This article introduces you to a sample application that combines multiple microservices with a graph processing platform to rank communities of users on Twitter. We’re going to use a collection of popular tools as a part of this article’s sample application. The tools we’ll use, in the order of importance, will be:
A graph processing platform is an application architecture that provides a general-purpose job scheduling interface for analyzing graphs. The application we’ll build will make use of a graph processing platform to analyze and rank communities of users on Twitter. For this we’ll use Neo4j Mazerunner, an open source project that I started that connects Neo4j’s database server to Apache Spark.
The diagram below illustrates a graph processing platform similar to Neo4j Mazerunner.
The graph processing platform I’ve described will provide us with a general purpose API for submitting PageRank jobs to Apache Spark’s GraphX module from Neo4j. The PageRank results from GraphX will be automatically applied back to Neo4j without any additional work to manually handle data loading. The workflow for this is extremely simple for our purposes. From a backend service we will only need to make a simple HTTP request to Neo4j to begin a PageRank job.
I’ve also taken care of making sure that the graph processing platform is easily deployable to a cloud provider using Docker containers. In a previous article, I describe how to use Docker Compose to run Mazerunner as a multi-container application. We’ll do the same for this sample application but extend the Docker Compose file to include additional Spring Boot applications that will become our backend microservices.
|
By default, Docker Compose will orchestrate containers on a single virtual machine. If we were to build a truly fault tolerant and resilient cloud-based application, we’d need to be sure to scale our system to multiple virtual machines using a cloud platform. This is the subject of a later article.
|
Now that we understand how we will use a graph processing platform, let’s talk about how to build a microservice architecture using Spring Boot and Spring Cloud to rank profiles on Twitter.
Building Microservices
I’ve talked a lot about microservices in past articles. When we talk about microservices we are talking about developing software in the context of continuous delivery. Microservices are not just smaller services that scale horizontally. When we talk about microservices, we are talking about being able to create applications that are the product of many teams delivering continuously in independent release cycles. Josh Long and I describe at length how to untangle the patterns of building and operating JVM-based microservices in O’Reilly’s Cloud Native Java.

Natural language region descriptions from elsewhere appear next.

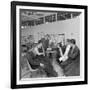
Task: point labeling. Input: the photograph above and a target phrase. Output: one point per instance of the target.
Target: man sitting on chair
(36, 58)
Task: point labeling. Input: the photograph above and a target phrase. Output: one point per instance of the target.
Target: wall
(71, 28)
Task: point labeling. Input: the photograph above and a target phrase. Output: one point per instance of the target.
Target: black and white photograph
(49, 45)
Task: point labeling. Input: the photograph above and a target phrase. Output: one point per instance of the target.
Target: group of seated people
(67, 56)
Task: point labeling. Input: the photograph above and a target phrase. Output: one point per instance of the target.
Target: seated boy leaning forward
(38, 60)
(71, 62)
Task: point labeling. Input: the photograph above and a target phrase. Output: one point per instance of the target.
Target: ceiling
(32, 15)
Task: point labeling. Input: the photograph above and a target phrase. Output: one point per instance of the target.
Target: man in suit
(71, 65)
(38, 59)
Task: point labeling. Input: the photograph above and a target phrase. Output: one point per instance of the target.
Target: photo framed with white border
(17, 8)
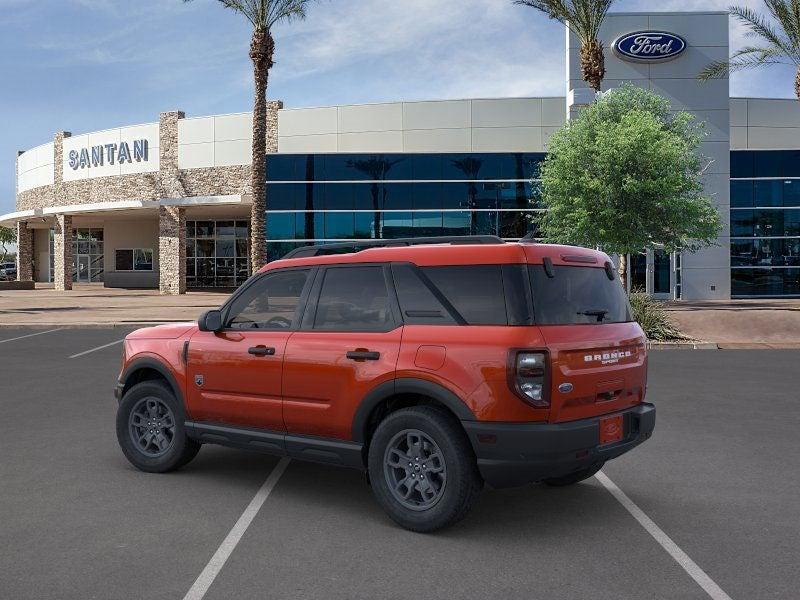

In this sample, we’ll build 4 microservices, each as a Spring Boot application. If we were to build this architecture as microservices in an authentic scenario, each microservice would be owned and managed by a different team. This is an important differentiation in this new practice, as there is much confusion around what a microservice is and what it is not. A microservice is not just a distributed system of small services. The practice of building microservices should never be without the discipline of continuous delivery.
For the purposes of this article, we’ll focus on scenarios that help us gain experience and familiarity with building distributed systems that resemble a microservice architecture.
Overview
Now let’s do a quick overview of the concepts we’re going to cover as a part of this sample application. We will apply the same recipe from previous articles on similar topics for building microservices with Spring Boot and Spring Cloud. The key difference from my previous articles is that we are going to create a data service that does both batch processing tasks as well as exposing data as HTTP resources to API consumers.
System Architecture Diagram
The diagram below shows each component and microservice that we will create as a part of this sample application. Notice how we’re connecting the Spring Boot applications to the graph processing platform we looked at earlier. Also, notice the connections between the services, these connections define communication points between each service and what protocol is used.
The three applications that are colored in blue are stateless services. Stateless services will not attach a persistent backing service or need to worry about managing state locally. The application that is colored in green is the Twitter Crawler service. Components that are colored in green will typically have an attached backing service. These backing services are responsible for managing state locally, and will either persist state to disk or in-memory.